Mt. Popocatapetl rises in a graceful cone to the height of 22,130 feet above the level of the sea. Its summit is crowned with eternal snows, while round its base, in spite of numerous earthquakes, constantly followed by the outburst of vast fountains of boiling water, cling a score of towns and villages, some with Spanish, others with unpronounceable names. To these the beneficent and lengthy rule of Gen. Porfirio Diaz has lent a political security which Nature would do well to copy,—has led the inhabitants to seek their treasure upon earth, and has bequeathed the inestimable advantage of the great Popocatapetl Dam.
I say the “inestimable advantage,” for though the construction of this remarkable barrage has wholly cut off the insufficient water supply of this region, it has brought into the neighbourhood very considerable sums of American money, an active demand for labour, and a line of railway at the terminus of which can be purchased the most enlightened newspapers of the New World. The simplest journalist,—should such a being be possessed of the means to travel in these distant regions—might also inform the residents,—should they in turn be willing to hear him patiently,—that the irrigation of El Plan, though 150 miles distant from their now desiccated homes, can not but react to their advantage and create a market for their wares.
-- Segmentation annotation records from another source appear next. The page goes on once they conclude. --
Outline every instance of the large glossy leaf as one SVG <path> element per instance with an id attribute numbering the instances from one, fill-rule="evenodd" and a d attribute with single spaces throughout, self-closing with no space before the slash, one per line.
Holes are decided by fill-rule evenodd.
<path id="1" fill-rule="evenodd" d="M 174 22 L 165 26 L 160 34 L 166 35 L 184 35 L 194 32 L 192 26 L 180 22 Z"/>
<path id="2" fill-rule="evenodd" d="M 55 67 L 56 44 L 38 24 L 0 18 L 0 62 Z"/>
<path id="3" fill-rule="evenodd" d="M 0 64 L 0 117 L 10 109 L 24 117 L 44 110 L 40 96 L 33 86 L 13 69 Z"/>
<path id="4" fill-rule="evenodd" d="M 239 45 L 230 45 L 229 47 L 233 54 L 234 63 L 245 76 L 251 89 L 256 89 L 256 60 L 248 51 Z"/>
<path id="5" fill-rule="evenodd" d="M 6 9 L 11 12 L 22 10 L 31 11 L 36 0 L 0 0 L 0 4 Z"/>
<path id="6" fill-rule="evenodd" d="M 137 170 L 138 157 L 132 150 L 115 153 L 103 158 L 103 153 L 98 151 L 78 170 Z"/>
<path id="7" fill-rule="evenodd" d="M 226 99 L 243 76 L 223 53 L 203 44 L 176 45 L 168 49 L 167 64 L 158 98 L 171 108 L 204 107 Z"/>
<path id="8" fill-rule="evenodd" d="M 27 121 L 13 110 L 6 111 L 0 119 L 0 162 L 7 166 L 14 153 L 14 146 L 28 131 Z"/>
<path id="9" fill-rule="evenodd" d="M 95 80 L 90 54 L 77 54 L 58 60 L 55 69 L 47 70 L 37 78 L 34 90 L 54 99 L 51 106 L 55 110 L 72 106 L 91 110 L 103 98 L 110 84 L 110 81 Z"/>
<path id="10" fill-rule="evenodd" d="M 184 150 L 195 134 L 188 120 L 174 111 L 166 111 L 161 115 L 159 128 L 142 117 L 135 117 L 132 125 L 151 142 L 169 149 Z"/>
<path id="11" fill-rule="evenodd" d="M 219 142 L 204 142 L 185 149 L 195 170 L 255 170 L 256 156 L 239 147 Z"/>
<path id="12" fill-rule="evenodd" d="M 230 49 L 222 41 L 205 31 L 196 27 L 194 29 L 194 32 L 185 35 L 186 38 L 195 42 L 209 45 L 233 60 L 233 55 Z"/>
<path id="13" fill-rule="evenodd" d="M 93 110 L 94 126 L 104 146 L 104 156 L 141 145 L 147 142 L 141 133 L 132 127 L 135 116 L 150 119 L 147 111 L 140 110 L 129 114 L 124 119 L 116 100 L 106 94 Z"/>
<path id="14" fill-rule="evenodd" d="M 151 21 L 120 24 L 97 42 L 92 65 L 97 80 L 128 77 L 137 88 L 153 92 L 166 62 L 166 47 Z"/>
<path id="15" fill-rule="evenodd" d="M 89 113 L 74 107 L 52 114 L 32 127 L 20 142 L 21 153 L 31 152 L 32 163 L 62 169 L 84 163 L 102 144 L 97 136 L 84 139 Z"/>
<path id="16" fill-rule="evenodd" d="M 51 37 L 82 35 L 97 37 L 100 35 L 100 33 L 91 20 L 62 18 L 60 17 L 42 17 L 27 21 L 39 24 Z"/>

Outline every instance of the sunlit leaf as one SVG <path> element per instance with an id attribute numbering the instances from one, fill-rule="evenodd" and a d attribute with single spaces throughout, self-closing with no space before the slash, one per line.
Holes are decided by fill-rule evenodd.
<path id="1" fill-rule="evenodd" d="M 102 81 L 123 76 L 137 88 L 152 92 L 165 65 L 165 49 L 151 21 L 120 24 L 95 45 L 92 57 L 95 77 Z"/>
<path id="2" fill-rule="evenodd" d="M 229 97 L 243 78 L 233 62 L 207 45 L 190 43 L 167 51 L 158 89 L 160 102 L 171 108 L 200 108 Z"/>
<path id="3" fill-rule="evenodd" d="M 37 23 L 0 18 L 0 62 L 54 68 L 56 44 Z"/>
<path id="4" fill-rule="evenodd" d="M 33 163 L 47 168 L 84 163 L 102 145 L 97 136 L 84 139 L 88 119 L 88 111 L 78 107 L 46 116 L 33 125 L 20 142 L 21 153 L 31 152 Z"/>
Mysterious designs of Providence! This mountain (among the noblest of volcanic phenomena) was destined to threaten with ruin a great English family, to precipitate onto the Treasury bench a young man of unassuming manners and of insufficient capacity, to shake half the finances of the world, and to determine a peerage for a man to whom such ornaments were baubles!
To appreciate by what chain of circumstances Popocatapetl’s hoary head might with its nod produce so distant a consequence, it is necessary for the reader once again to fix her mind most firmly upon the truth that an underground river flowing with terrific force through a region of perennial fire, must of its nature form a most insecure foundation for any considerable body of masonry, and that the danger of building upon such a bottom will be the more apparent if the material used, etc.
In the light of this knowledge, which (in common with the majority of rational beings) Ole Man Benson possessed, an investment in the stocks of a Company whose dividends depended upon the security of such an edifice might have seemed to those ill-acquainted with our modern Captains of Industry, an unpardonable folly.
It is none the less true that Ole Man Benson carried a heavy load of “Popocatapetls,” naked and unashamed.
He did not positively control Popocatapetls. Heaven forbid! But apart from a considerable block of which he was the actual owner, no small fraction was held by the Durango Investment Company, the majority of whose shares being the property of the Texas and Western Equalisation Syndicate, gave to Ole Man Benson in his capacity of Chief Equaliser, a distant but effective control over the second lot of Popocatapetls in question; while the very large investment of which the N.N.O. and S.L. Line had made at his command of their reserve funds in the same company, gave him in his capacity of Chief Terroriser thereof yet a third grip upon the venture.
One way and another Ole Man Benson stood in for Popocatapetls in a manner as healthy as it was unmistakable. And strangely enough, the fiercer the perennial fires and the louder the roaring of the subterranean river, the more steadily did Popocatapetls rise, the more sublimely did Wall Street urge their ascension, the more vigorously did the American investor (who was alone concerned) buy as he was told until, upon a certain day, a great Republican statesman of undoubted integrity but of perhaps too high an idealism, was announced to speak upon the great national enterprise.